We think we know how to do this and do it well. As I've repeatedly said, we've got a good drilling contract with [BHP], and we have what we consider very outstanding frac company at C and J, and they know how to frac wells.
- Analyst
On the Eagle Ford savings, of the $7 million you all noted, about how much of that is in completion and how much would that shift if you didn't have a C and J contract?
- President and CEO
I'd say probably half of it is on the completion side and half of it is on the drill. At the end of the day, we'll probably have around $2 million into drilling, $2.5 million, and the other $3.5 million to $4 million tied up on the completion side.

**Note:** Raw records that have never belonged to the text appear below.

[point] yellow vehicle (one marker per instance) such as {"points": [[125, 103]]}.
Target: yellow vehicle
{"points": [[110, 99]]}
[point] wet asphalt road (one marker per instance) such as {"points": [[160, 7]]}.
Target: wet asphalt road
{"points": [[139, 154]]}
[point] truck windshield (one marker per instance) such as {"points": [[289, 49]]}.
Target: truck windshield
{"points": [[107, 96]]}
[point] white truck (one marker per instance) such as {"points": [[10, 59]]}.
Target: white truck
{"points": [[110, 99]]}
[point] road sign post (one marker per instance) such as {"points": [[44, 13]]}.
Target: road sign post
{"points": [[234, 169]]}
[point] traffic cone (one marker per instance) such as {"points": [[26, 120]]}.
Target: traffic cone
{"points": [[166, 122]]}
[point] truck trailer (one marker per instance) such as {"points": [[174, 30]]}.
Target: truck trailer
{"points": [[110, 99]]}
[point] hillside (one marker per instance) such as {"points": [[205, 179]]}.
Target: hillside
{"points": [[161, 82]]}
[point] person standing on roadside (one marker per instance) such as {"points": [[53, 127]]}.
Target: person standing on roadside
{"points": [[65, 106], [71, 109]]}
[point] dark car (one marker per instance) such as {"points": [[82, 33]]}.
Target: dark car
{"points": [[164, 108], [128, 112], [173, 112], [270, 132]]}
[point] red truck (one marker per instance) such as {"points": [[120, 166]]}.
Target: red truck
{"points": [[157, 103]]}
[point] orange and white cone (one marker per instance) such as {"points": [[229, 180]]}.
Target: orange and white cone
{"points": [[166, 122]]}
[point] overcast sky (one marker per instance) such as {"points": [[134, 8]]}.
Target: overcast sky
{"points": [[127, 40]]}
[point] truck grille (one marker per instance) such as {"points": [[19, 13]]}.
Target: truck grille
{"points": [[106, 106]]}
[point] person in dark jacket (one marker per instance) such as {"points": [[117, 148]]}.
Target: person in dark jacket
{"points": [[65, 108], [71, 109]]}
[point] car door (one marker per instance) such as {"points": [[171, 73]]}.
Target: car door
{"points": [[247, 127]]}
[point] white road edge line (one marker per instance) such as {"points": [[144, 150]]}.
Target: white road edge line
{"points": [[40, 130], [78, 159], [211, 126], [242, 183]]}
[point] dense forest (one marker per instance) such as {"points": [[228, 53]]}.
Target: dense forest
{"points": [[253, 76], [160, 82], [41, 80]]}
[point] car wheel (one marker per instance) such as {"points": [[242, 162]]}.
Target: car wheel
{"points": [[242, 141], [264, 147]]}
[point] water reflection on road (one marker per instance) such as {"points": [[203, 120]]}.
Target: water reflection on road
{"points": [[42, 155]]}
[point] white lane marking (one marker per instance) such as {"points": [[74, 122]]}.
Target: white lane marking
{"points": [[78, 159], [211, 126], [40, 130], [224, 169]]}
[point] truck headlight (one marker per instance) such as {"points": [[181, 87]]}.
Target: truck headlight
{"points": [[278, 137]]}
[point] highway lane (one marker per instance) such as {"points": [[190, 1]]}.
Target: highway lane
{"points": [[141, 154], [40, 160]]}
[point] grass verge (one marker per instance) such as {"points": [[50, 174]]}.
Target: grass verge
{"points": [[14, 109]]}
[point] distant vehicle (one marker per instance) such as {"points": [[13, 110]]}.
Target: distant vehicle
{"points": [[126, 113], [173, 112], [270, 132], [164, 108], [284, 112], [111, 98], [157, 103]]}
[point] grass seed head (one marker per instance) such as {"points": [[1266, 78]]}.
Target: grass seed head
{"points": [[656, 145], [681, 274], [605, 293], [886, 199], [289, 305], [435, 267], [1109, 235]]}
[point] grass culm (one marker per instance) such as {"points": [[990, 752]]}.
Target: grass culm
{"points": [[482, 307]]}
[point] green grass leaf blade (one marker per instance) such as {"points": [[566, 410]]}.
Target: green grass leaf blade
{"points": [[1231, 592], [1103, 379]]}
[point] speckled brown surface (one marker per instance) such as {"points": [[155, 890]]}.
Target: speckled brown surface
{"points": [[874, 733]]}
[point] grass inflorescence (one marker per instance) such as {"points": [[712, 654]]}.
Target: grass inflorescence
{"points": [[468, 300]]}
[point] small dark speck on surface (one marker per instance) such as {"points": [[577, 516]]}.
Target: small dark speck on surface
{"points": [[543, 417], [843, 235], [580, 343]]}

Was there a part B to that question, I'm sorry, I forgot.
- Analyst
Yes. If you guys didn't have that C and J contract in place, what would that $3.5 million to $4 million go to?
- President and CEO
It probably would be $5 million to $6 million, if I had to make a guess. Plus, the biggest problem is delays in getting pumping equipment. I mean, that kills you of course, and we've got $2.5 million, $3 million tied up on the drilling side, and the well is sitting there for multiple months.
- Analyst
All right. That's all I've got. Thanks, guys.
- President and CEO
Thank you.
Operator
Adam France, 1492 Capital.
- Analyst
Baird, could you run me through what you would hope if you go back into east Texas and look for the Cotton Valley, what those wells cost, the reserves, what kind of IRRs.
- President and CEO
Yes, certainly. We model these things about 4.5 Bs equivalent, including post-processing liquids. On a drilling completion side, we're probably talking around $5 million to $5.5 million. We have a slide in our presentations we use that shows that I think at an $85 oil price, and that it takes a $2.54 gas price to generate a 10% before tax rate of return, so if you take into account $4, $4.50 gas price, and use $100 oil for instance, we think the rate of return is easily north of 20% after tax.
- Analyst
Okay. Very good. Thank you.
- President and CEO
You're welcome.
Operator
And that does conclude our question and answer session. At this time I'd like to turn the call back over to our speakers for any closing comments.
- President and CEO
We thank you for participating, and I hope I did well my first call, and look forward to the next one. We thank you very much.
Operator
And that does conclude our conference. We appreciate your participation.